As we read in each new token (from left to right), we either push the token (or a related tree) onto one of the stacks, or we reduce the stacks by combining an operator with some arguments. Along the way, it will be helpful to maintain a search state which tells us whether we should see an argument or operator next (the search state is a refinement which helps us to reject certain ill-formed expressions: if you don't see how to use it at first, leave it out until later).
The basic rules for handling individual tokens can be summarized as follows:

upon seeing a variable or literal, push it onto the tree stack (possible after wrapping it up as a leaf node). The search state can be changed from "argument" to "operator".

upon seeing a postfix operator, check that there is a variable leaf node on the argument stack, then pop it off and push a postfix operation node (built from the variable and the postfix operator) back onto the argument stack. The search state is still for an operator.

upon seeing a binary operator, we must check the status of the operator stack: if it is empty, we simply push the new operator. If it has some operator on top, we compare the precedence of the two operators and push the new one if it has higher precedence (or equal precedence: this will force right associativity). Otherwise we can reduce the two stacks before continuing with the same input operator. In any case, pushing an operator means we should now search for an argument, whereas if we continue with the same operator the search state should clearly stay as "operator".

upon seeing a left parenthesis, we simply push it on the operator stack; the search should have been for an argument and should remain so.

upon seeing a right parenthesis, we have two cases: if there is a left parenthesis on the operator stack, we can "cancel" the pair and continue searching for an operator. If the operator stack contains some other operator on top, we should reduce the stacks and continue with the right parenthesis as input again.

upon seeing the end of the input, we should have one of the following situations: if there is only one tree on the argument stack and the operator stack is empty, we should finish and return the single tree as the result. If there are more trees and/or operators, we should attempt to reduce the stacks until they reach the first form.

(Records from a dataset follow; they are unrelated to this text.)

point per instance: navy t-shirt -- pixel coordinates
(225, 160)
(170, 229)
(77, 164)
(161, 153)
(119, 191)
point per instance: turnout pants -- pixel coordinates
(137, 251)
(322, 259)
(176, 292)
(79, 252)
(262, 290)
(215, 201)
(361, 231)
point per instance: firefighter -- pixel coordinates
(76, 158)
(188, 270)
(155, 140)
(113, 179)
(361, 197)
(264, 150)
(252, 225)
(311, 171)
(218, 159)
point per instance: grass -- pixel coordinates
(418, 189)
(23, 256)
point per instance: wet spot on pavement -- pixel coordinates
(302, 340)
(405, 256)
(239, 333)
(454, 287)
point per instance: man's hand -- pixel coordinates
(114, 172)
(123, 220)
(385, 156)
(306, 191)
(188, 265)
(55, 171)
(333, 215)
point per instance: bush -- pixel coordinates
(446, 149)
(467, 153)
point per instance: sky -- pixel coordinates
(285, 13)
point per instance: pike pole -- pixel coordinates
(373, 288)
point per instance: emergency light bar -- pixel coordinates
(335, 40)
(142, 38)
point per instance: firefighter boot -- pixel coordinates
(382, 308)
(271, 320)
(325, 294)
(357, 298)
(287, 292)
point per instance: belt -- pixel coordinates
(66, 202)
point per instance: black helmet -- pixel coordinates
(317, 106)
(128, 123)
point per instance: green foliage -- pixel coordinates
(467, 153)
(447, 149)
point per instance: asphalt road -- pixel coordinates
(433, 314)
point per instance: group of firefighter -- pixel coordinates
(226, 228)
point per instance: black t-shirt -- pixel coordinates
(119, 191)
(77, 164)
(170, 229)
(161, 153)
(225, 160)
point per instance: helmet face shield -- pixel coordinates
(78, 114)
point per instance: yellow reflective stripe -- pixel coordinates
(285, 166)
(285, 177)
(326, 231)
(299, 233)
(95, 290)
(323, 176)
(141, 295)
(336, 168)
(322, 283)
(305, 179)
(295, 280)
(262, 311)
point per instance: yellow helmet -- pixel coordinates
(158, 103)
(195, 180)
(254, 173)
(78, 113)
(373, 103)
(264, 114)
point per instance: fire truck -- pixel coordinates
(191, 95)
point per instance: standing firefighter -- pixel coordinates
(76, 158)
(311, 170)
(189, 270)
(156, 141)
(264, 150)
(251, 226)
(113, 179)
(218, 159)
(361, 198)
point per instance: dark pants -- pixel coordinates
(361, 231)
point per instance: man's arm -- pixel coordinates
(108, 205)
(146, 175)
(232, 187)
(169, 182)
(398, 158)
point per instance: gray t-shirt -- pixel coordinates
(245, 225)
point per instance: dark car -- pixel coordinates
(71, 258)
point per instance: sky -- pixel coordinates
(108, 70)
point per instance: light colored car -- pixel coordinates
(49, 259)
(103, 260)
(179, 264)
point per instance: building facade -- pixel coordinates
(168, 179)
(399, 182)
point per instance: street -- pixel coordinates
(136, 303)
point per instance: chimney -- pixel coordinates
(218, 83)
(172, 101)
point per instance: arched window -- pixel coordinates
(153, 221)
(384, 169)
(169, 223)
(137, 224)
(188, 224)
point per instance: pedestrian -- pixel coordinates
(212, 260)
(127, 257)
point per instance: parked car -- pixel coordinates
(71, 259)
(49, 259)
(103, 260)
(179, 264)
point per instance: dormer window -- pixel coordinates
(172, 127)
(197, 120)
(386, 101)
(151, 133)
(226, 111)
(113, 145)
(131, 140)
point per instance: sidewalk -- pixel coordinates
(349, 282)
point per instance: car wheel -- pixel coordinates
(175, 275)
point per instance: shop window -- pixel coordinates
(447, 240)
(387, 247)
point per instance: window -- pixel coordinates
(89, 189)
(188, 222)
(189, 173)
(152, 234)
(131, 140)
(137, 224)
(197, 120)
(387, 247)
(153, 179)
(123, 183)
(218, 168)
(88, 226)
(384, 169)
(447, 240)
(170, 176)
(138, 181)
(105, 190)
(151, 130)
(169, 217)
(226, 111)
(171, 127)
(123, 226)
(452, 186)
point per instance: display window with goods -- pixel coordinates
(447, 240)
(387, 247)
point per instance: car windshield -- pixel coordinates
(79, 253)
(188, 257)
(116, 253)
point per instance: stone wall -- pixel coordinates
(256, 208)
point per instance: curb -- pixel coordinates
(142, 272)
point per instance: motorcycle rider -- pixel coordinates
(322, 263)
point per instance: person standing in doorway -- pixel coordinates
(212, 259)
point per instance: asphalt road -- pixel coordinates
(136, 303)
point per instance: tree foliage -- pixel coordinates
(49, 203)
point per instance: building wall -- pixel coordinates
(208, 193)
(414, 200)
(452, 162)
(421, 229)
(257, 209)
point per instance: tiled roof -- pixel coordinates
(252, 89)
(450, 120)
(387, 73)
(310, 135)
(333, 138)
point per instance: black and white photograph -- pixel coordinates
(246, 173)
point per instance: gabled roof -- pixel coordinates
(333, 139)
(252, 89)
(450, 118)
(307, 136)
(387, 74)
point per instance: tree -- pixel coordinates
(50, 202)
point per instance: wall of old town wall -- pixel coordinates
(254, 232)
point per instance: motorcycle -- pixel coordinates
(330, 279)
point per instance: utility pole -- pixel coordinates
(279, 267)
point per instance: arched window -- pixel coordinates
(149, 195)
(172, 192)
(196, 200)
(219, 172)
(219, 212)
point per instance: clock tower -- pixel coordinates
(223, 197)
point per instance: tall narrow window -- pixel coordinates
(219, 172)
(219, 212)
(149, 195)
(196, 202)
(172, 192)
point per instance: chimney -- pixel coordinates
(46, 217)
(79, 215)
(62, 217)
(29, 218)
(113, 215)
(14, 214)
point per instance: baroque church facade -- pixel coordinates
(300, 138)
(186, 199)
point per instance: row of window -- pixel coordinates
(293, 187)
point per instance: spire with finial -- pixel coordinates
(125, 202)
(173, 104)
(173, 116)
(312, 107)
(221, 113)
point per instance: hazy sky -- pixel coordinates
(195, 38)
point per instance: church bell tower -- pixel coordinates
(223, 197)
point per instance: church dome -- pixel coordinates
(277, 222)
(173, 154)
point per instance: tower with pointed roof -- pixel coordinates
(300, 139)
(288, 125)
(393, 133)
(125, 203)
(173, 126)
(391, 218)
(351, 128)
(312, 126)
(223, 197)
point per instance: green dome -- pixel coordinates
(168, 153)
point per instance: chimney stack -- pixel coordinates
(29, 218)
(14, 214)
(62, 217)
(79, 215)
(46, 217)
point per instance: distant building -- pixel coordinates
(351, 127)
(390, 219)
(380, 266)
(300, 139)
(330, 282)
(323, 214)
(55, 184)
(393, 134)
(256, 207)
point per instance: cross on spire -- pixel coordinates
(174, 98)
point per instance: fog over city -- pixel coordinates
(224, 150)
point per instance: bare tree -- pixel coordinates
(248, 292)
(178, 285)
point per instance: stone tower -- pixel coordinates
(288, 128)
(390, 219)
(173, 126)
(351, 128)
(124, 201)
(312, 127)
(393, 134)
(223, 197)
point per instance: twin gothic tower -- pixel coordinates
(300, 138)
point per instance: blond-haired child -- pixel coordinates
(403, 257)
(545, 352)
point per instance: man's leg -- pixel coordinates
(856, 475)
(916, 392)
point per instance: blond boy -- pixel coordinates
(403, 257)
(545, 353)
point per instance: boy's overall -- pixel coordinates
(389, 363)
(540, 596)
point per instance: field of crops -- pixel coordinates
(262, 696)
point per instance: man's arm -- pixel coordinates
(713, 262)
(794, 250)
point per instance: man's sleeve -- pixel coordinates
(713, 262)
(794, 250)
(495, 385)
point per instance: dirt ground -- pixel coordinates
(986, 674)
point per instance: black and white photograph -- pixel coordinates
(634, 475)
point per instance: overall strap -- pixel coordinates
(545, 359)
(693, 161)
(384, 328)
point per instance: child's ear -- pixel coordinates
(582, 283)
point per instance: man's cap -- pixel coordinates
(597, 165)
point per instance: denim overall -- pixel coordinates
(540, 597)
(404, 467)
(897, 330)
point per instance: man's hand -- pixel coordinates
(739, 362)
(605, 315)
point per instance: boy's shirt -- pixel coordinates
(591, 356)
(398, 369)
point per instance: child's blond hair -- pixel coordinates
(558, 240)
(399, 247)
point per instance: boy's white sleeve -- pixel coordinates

Exercise: what is the appropriate way to treat the precedence of the left parenthesis as it sits on the operator stack? Try a short example to see what it should be.
Handling the if-then-else construct: we can extend the scheme described above to handle the "mix-fix" if-then-else construct by pushing an "IF" marker on the operator stack, then ultimately matching it against a corresponding "END" keyword. There are a number of ways to handle the intervening keywords and expressions (e.g., pushing keyword markers on the operator stack); just be sure that you only allow well-formed expressions.
The rules for reduction are a bit simpler: if we see a binary operator on top of the operator stack, we should have two trees on top of the argument stack, both representing expressions. We pop the operator and two trees off, combining them into a single tree node, which is then pushed back on the argument stack. Note that the trees on the argument stack represent the right and left arguments, respectively: this is the opposite of what you might expect. There is a special case when the operator is an assignment: we should then check that the second tree on the argument stack is just a variable leaf node before building and pushing the combined tree.

Any other combinations (e.g., no operator on top of the operator stack, or not enough trees on the argument stack, or no variable to go with an assignment operator) should be considered an error.